Eine Randgruppe nimmt seit einigen Jahren stetig zu: Jugendliche zwischen 18 und 26 Jahren. Immer öfter suchen die jungen Leute in der Notschlafstelle Unterschlupf. «Auch in Basel werden die Wohnungen immer teurer – manche Jugendliche haben gar keine Chance, eine Wohnung zu bekommen, weil sie jugendlich sind oder Betreibungen haben», sagt Steiner. Deren Wohnsitz ist dann offiziell der «schwarze Peter».
Drögeler sind ein kleiner Teil
Die Anzahl in der Notschlafstelle gemeldeter Personen ist die einzige Bestätigung dafür, dass die Zahl der obdachlosen Jugendlichen stetig steigt. Offizielle Zahlen gibt es keine. Doch auch andere Notschlafstellen meldeten in der Vergangenheit den gleichen Trend (siehe Video).
Nicht überall bestätigt sich die beunruhigende Tendenz. In der Notschlafstelle der Wohnhilfe Thun seien Jugendliche Einzelfälle. «Ich erinnere mich an einen jungen Mann, der aus einer Institution gefallen ist und nicht zurück ins Elternhaus wollte», sagt die Geschäftsführerin Madelaine Rupp.
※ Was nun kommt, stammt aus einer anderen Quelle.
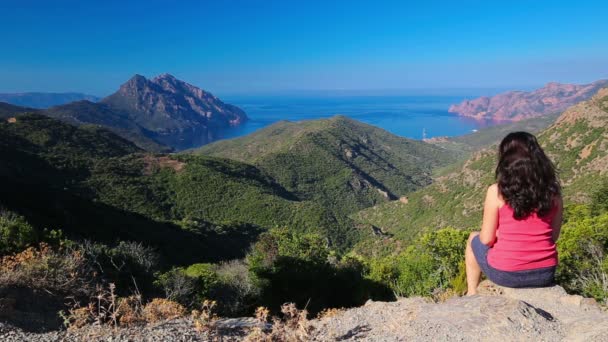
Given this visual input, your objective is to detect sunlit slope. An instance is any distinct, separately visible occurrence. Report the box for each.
[197,116,456,217]
[352,88,608,243]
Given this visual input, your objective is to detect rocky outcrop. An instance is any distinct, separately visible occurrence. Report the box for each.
[313,282,608,341]
[0,281,608,342]
[100,74,247,149]
[448,80,608,121]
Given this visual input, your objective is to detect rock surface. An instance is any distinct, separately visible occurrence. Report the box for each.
[313,282,608,341]
[448,80,608,121]
[0,281,608,342]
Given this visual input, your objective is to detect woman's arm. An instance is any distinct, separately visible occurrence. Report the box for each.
[479,184,500,246]
[551,196,564,242]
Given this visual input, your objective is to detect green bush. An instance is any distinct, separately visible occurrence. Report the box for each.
[557,213,608,302]
[591,179,608,215]
[247,229,386,314]
[154,264,219,308]
[0,211,38,255]
[360,228,469,297]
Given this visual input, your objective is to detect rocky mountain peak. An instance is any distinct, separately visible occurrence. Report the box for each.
[100,73,247,149]
[448,80,608,121]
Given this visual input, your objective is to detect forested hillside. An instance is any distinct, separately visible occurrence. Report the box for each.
[353,89,608,244]
[0,114,355,262]
[199,116,456,222]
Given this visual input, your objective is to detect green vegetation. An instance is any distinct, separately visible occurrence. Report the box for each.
[351,91,608,246]
[198,116,455,231]
[0,87,608,322]
[0,211,38,255]
[40,100,172,152]
[0,102,37,120]
[368,228,469,297]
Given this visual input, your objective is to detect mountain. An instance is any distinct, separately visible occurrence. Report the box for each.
[448,80,608,121]
[0,102,37,120]
[424,114,559,154]
[352,88,608,240]
[35,74,247,152]
[197,116,455,222]
[40,100,172,152]
[0,93,99,109]
[0,114,357,264]
[100,74,247,149]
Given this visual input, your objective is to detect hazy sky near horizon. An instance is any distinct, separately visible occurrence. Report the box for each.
[0,0,608,96]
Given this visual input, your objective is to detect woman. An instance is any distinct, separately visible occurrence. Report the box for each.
[465,132,562,295]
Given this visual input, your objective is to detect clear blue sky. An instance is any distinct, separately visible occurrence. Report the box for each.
[0,0,608,95]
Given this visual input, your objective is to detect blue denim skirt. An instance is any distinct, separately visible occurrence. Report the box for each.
[471,235,556,287]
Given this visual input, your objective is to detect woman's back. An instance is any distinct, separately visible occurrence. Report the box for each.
[488,203,557,271]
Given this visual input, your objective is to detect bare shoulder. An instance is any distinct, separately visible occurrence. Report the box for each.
[488,183,498,196]
[486,183,504,207]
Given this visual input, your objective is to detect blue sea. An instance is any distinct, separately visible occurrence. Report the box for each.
[216,95,491,139]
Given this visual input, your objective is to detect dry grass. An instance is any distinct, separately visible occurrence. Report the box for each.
[191,300,218,332]
[317,308,345,319]
[142,298,186,323]
[0,243,95,297]
[245,303,313,342]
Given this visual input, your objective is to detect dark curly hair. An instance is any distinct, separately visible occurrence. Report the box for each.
[496,132,561,220]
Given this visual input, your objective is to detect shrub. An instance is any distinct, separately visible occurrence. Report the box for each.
[143,298,186,323]
[367,228,469,297]
[0,210,37,255]
[0,243,95,297]
[245,303,313,342]
[154,264,219,308]
[557,213,608,302]
[591,178,608,215]
[77,240,159,296]
[212,260,260,316]
[247,229,380,314]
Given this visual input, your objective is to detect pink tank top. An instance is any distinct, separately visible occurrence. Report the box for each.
[488,203,557,271]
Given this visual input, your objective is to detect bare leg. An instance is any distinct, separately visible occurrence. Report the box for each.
[464,232,481,296]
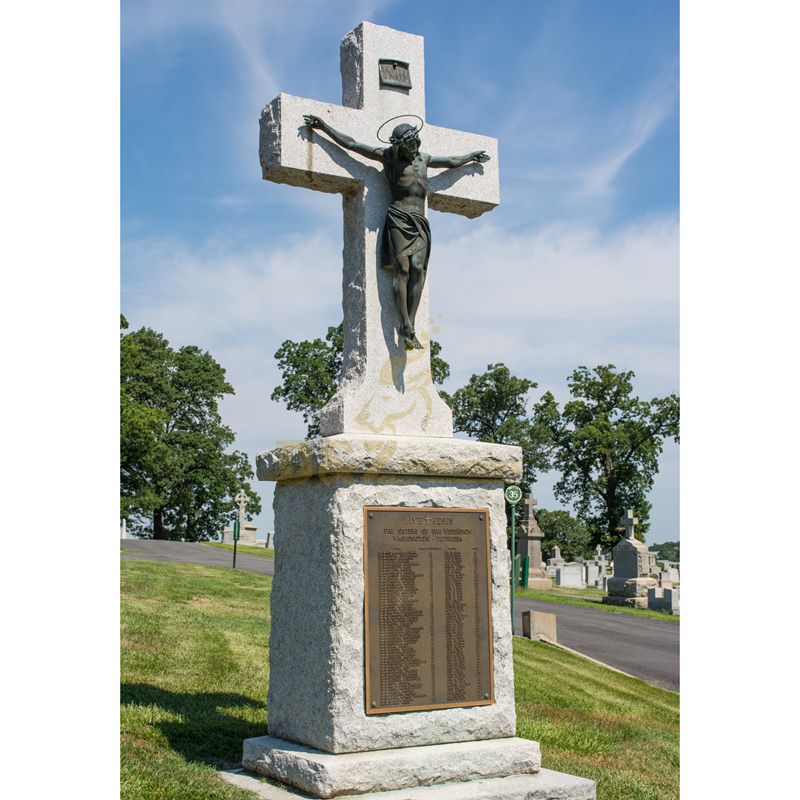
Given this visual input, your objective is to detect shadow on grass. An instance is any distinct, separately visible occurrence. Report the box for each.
[120,683,267,768]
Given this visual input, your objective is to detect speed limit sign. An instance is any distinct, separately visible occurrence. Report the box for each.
[506,486,522,506]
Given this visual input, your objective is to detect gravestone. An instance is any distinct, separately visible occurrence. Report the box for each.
[647,586,681,614]
[584,561,602,586]
[603,509,657,608]
[556,561,586,589]
[239,522,261,547]
[519,494,553,591]
[545,544,567,578]
[243,22,595,800]
[522,611,558,644]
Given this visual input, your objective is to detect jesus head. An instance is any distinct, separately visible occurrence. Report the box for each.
[389,122,420,158]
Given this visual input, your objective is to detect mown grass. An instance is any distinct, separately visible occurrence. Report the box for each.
[203,542,275,558]
[516,587,681,624]
[120,561,271,800]
[514,636,680,800]
[120,561,678,800]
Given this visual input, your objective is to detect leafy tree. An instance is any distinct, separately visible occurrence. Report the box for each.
[443,364,549,525]
[536,508,592,561]
[534,364,680,548]
[271,322,450,439]
[120,317,261,541]
[650,542,681,561]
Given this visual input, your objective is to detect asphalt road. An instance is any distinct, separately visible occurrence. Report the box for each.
[514,597,680,692]
[121,539,680,692]
[120,539,275,575]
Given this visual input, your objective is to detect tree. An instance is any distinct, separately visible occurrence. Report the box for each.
[120,317,261,541]
[271,322,450,439]
[442,364,549,524]
[534,364,680,549]
[536,508,592,561]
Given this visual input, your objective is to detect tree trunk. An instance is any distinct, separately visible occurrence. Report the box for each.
[153,508,167,539]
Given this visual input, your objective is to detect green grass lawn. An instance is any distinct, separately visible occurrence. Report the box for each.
[203,542,275,558]
[516,587,681,624]
[120,561,679,800]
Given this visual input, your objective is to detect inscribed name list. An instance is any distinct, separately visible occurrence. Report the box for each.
[364,506,494,714]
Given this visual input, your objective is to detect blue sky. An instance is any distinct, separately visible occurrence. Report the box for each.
[121,0,679,541]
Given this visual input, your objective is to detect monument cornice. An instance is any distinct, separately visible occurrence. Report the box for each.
[256,433,522,481]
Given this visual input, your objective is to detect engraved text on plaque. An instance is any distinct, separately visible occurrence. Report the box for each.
[364,506,494,714]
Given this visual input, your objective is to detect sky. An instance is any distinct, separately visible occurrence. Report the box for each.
[120,0,680,542]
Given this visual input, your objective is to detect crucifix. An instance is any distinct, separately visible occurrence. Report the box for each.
[517,494,544,577]
[233,489,249,535]
[259,22,500,438]
[619,508,639,539]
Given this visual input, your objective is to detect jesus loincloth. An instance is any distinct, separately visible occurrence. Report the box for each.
[381,206,431,270]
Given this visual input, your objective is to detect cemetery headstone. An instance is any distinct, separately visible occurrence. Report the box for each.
[243,22,595,800]
[556,561,586,589]
[522,611,558,644]
[545,544,566,578]
[520,494,553,591]
[603,509,657,608]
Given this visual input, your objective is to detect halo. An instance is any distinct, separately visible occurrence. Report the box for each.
[375,114,425,144]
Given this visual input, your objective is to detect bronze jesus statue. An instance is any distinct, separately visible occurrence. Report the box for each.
[304,114,489,350]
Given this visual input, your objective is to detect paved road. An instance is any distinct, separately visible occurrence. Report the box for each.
[514,597,680,692]
[122,539,680,692]
[120,539,275,575]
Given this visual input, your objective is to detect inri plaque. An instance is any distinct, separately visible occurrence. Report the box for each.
[364,506,494,714]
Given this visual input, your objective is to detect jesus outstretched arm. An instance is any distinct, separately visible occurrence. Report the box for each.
[303,114,383,161]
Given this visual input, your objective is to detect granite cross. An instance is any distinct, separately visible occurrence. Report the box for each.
[525,494,539,531]
[619,508,639,539]
[233,489,248,535]
[259,22,500,437]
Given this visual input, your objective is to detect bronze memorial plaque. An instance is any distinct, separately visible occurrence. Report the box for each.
[364,506,494,714]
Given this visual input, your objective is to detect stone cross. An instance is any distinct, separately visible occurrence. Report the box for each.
[259,22,500,437]
[619,508,639,539]
[525,494,539,530]
[525,494,544,574]
[233,489,248,536]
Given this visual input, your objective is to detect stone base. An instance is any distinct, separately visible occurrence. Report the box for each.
[242,736,542,797]
[218,769,597,800]
[528,578,553,592]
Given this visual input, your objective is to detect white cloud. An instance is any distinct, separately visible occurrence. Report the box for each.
[429,211,678,392]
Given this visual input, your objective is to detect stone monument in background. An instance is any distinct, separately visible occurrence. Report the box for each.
[603,509,658,608]
[520,494,553,591]
[243,22,595,800]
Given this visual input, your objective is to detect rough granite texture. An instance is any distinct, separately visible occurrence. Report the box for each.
[259,22,500,437]
[256,434,522,481]
[242,736,542,797]
[267,475,516,753]
[217,769,597,800]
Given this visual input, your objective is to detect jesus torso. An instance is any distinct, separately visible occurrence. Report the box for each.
[384,148,430,214]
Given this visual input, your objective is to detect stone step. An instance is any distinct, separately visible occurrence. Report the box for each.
[242,736,542,798]
[218,769,597,800]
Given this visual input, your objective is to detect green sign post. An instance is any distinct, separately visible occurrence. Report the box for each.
[233,519,239,569]
[506,486,522,636]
Wie in den meisten Fällen habe man für ihn eine Lösung gefunden. «In der Region Thun - Oberland gibt es viele Angebote für junge Erwachsene. Offensichtlich wirkt sich dies positiv auf deren Lebenssituation aus», sagt Rupp.
Zudem würden die Leute immer normaler, die auf Hilfe angewiesen seien. «Drögeler und Bettler sind nur ein kleiner Teil unserer Klienten. Die Wohnungsnot hat bereits den unteren Mittelstand erreicht.» Als Massnahme will der «Schwarze Peter» zusammen mit der IG Wohnen nächsten Frühling einen Verein gründen. «Die Idee ist, dass wir Wohnungen mieten und günstig an Obdachlose untervermieten», sagt Steiner.